My primary goal would be to serve many XML files ( > 1bn each <1kb) via web server. Files can be viewed as as staic as individuals is going to be modified by exterior code, in relatively really low frequency (about 50k updates daily). Files is going to be asked for in high frequency (>30 req/sec).

Current suggestion from the team is to produce a devoted Java application to implement HTTP protocal and employ memcached to accelerate the one thing, keeping all file data in RDBMS and eliminating file system.

On other hands, I believe, a tweaked Apache Web Server or lighttpd ought to be enough. Caching could be left to OS or web server's defalt caching. There's no reason to keep data in DB when the same output is needed and just queried according to file title. Unsure how memcached works here. Also upgrading exterior cache (memcached) while upgrading file via exterior code will prove to add complexity.

Also other question, basically opt for files it's easy to store individuals in directory like abcd.xml and access via abcd.xml? Or must i invest 1bn files in single directory (Unsure OS allows it or otherwise).

This isn't an internet site, however for a credit card applicatoin API in closed network so Cloud/CDN is useless.

I'm likely to use CentOS + Apache/lighttpd.

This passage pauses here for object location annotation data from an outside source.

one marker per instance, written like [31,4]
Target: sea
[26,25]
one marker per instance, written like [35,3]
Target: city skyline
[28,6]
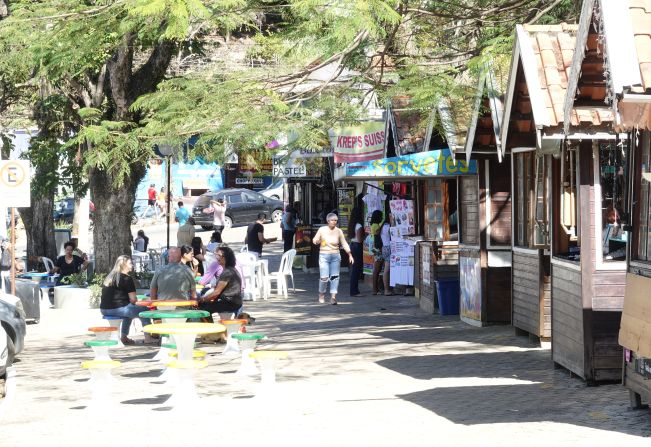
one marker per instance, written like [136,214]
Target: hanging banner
[358,143]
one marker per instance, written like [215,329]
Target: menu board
[403,216]
[402,259]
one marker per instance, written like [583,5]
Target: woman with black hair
[199,252]
[356,237]
[227,295]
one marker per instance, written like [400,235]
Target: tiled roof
[553,47]
[640,12]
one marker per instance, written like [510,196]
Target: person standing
[331,240]
[356,236]
[151,201]
[119,298]
[69,264]
[288,225]
[255,236]
[182,214]
[173,281]
[218,210]
[185,233]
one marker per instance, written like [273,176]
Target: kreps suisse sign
[432,163]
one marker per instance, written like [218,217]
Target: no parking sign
[14,183]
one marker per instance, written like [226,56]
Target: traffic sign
[15,183]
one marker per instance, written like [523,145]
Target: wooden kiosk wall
[586,302]
[494,282]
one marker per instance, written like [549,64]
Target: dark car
[64,210]
[242,207]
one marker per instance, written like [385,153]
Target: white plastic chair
[47,262]
[247,263]
[284,270]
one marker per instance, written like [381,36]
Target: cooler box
[447,292]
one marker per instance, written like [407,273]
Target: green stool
[247,342]
[100,348]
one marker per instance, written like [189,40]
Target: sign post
[14,189]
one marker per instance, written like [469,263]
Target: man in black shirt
[255,236]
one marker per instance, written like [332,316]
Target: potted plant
[73,293]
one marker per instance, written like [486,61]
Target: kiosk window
[644,227]
[612,165]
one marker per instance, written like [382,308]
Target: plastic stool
[103,332]
[267,360]
[185,393]
[101,381]
[115,322]
[232,327]
[100,348]
[247,344]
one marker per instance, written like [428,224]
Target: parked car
[276,190]
[64,210]
[243,206]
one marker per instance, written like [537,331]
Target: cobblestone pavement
[370,371]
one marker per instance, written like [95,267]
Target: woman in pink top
[331,239]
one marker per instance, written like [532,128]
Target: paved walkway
[372,371]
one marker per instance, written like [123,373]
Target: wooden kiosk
[485,214]
[589,194]
[531,133]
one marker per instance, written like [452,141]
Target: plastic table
[185,393]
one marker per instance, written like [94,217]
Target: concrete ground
[372,371]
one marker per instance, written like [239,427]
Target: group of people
[174,281]
[331,240]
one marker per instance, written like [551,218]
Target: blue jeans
[329,264]
[356,269]
[128,313]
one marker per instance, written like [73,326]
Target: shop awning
[439,163]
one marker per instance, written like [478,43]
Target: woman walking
[356,237]
[331,239]
[119,298]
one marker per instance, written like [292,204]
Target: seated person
[119,298]
[227,295]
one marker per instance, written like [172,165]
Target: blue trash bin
[447,292]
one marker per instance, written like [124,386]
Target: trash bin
[447,292]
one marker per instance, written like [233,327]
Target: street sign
[15,183]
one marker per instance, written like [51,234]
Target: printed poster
[470,282]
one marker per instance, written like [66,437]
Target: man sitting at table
[227,295]
[173,281]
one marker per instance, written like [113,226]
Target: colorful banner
[470,278]
[345,203]
[304,240]
[432,163]
[358,143]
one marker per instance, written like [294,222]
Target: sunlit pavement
[370,371]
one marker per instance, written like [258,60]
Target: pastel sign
[439,162]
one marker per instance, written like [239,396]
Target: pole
[13,250]
[168,198]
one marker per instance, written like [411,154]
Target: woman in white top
[218,208]
[356,236]
[331,240]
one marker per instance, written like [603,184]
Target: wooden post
[13,250]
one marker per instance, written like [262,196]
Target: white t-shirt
[218,215]
[385,234]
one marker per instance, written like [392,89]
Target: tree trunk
[39,227]
[112,217]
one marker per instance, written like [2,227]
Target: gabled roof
[488,112]
[544,53]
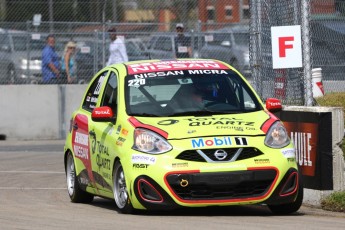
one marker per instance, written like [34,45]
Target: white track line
[26,188]
[35,172]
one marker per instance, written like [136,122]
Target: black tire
[285,209]
[76,194]
[120,191]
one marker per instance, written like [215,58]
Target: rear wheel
[120,190]
[285,209]
[76,194]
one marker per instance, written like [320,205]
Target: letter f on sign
[283,46]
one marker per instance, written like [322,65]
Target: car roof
[145,66]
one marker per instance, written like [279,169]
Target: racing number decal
[80,142]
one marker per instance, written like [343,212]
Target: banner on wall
[312,136]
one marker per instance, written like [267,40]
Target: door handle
[92,133]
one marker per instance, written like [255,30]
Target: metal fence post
[305,14]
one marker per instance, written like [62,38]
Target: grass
[336,201]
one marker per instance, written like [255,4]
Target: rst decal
[81,145]
[99,84]
[144,159]
[289,153]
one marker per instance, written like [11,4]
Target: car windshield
[188,92]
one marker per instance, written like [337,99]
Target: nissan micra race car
[158,135]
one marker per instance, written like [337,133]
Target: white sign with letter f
[286,47]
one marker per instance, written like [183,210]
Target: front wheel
[120,190]
[285,209]
[76,194]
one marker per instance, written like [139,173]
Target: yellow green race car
[155,135]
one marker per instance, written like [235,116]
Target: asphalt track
[33,195]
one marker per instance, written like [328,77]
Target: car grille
[222,185]
[208,155]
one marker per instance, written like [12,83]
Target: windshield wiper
[193,113]
[144,115]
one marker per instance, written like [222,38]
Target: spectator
[117,49]
[50,62]
[67,63]
[182,43]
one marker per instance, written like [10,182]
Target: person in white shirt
[117,49]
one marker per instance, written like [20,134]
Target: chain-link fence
[218,29]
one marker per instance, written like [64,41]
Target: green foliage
[336,201]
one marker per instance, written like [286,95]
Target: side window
[110,93]
[167,44]
[91,98]
[4,43]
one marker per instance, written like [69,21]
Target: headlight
[277,136]
[149,142]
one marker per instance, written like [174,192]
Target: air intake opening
[148,192]
[291,185]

Suggest what other and finest possible solution.

This may be the only public note available on such subject, which is little old too.

1bn files at 1KB each, that's about 1TB of information. Impressive. Therefore it will not squeeze into memory unless of course you've very costly hardware. It can also be an issue on disk in case your file system wastes much space for small files.

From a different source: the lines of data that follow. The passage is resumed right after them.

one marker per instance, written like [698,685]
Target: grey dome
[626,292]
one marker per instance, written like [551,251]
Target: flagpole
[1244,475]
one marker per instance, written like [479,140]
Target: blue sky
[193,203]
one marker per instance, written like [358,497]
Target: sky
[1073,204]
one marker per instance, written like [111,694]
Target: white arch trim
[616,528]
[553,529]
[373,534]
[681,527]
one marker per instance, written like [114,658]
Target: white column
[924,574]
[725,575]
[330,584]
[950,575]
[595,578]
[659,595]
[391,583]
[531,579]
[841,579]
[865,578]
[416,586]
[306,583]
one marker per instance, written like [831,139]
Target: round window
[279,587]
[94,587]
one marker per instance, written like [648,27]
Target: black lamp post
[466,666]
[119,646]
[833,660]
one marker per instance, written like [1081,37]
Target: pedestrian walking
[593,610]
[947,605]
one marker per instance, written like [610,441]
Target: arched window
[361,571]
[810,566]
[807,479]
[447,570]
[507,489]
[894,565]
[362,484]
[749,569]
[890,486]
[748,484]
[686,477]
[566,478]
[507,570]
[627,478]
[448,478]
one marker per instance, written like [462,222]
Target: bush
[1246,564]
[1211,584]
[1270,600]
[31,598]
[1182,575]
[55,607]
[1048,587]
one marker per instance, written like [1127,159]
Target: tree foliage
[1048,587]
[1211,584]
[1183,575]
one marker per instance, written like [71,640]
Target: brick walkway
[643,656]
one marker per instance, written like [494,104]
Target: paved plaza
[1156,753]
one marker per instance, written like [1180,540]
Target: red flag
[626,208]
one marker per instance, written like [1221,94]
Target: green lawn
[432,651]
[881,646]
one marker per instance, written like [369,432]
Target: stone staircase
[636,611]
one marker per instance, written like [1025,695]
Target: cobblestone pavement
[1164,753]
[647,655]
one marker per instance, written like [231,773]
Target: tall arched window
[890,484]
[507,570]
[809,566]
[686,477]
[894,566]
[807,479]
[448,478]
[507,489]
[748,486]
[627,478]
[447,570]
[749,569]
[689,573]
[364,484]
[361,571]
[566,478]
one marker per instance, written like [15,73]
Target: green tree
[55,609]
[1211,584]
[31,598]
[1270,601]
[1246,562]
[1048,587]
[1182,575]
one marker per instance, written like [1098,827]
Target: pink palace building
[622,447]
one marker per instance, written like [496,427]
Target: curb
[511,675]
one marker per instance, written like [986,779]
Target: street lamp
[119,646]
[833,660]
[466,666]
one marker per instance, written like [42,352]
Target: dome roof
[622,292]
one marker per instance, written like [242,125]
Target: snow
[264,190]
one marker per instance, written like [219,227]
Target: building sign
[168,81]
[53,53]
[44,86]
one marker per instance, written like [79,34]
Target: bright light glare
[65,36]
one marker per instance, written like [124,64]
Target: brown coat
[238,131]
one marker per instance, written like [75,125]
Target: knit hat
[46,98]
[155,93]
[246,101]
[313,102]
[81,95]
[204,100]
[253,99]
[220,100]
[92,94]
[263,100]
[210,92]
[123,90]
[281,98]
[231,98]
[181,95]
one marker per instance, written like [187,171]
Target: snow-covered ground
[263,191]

30 demands another is way less impressive. It's definitely not the restricting factor for that network nor for just about any serious web server available. It may be just a little challenge for any slow harddisk.

So make an effort to: Place the XML files on the hard disk drive and obtain an ordinary vanilla web server of your liking. Then appraise the throughput and optimize it, if you do not achieve 50 files another. Try not to invest into anything unless of course you've proven that it is a restricting factor.

Possible optimizations are:

  • Look for a better layout within the file system, i.e. distribute your files over enough sites to ensure that you do not have a lot of files (a lot more than 5,000) in one directory.
  • Distribute the files over several harddisks to ensure that they are able to access the files in parallel
  • Use faster harddisk
  • Use solid condition disks (SSD). They're costly, but could easily serve 100s of files another.

If a lot of the files are asked for several occasions each day, then a slow hard disk drive ought to be enough since your OS may have the files within the file cache. With present day file cache size, a great deal of your everyday shipping will squeeze into the cache. Because at 30 demands another, you serve .25% of files each day, for the most part.

Regarding disbursing your files over several sites, you are able to hide this by having an Apache RewriteRule, e.g.:

RewriteRule ^/xml/(.)(.)(.)(.)(.*)\.xml /xml/$1/$2/$3/$4/$5.xml

Another factor you could think about is Pomegranate, which appears much like what you're attempting to do.

In my opinion that the devoted application with everything else feeding off a memcache db will be the best choice.